- Directed by: John Polonia Mark Polonia Todd Smith
- Written by: John Polonia Mark Polonia Todd Smith
- Produced by: J.K. Farlew
- Starring: John Polonia Mark Polonia Todd Smith
- Distributed by: Donna Michele Productions (VHS) Camp Motion Pictures (DVD)
- Release date: 1987;
- Running time: 70 minutes
- Country: United States
- Language: English

= Splatter Farm =

Splatter Farm is a 1987 horror film directed by the Polonia Brothers and starring them along with Todd Smith.

==Plot==
Twin brothers Alan and Joseph spend the summer visiting their Aunt Lacey at her secluded, run-down property, not knowing that she has a necrophilic attraction to her deceased husband, whose body she keeps in her house, and that her farmhand Jeremy dismembers local townsfolk and stores their body parts in the barn for uses later on.

==Production==
Splatter Farm was part of the direct-to-video movement of the 1980s, which allowed film-makers with limited resources the ability to market their product.

==Release==
The film was released on VHS in 1987 by Donna Michele Productions, and again on DVD by Camp Motion Pictures in 2007 in a somewhat modified format.
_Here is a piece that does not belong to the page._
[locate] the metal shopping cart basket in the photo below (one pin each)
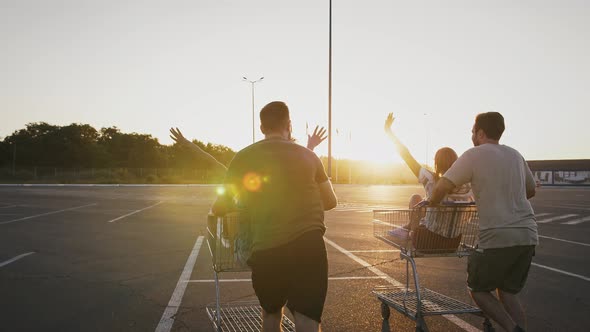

A review on DVD Talk stated that the film had "an audacity that was startling in a film made by teenagers."

== Reception ==
The film is said to have been deliberately shot so as to seem amateurish.

==Sequel==
The sequel Return to Splatter Farm was produced in Pennsylvania in 2019. It was directed by Mark Polonia and Jeff Kirkendall. The film was released on 11/10/2020. The story picks up 33 years after the events of the first film.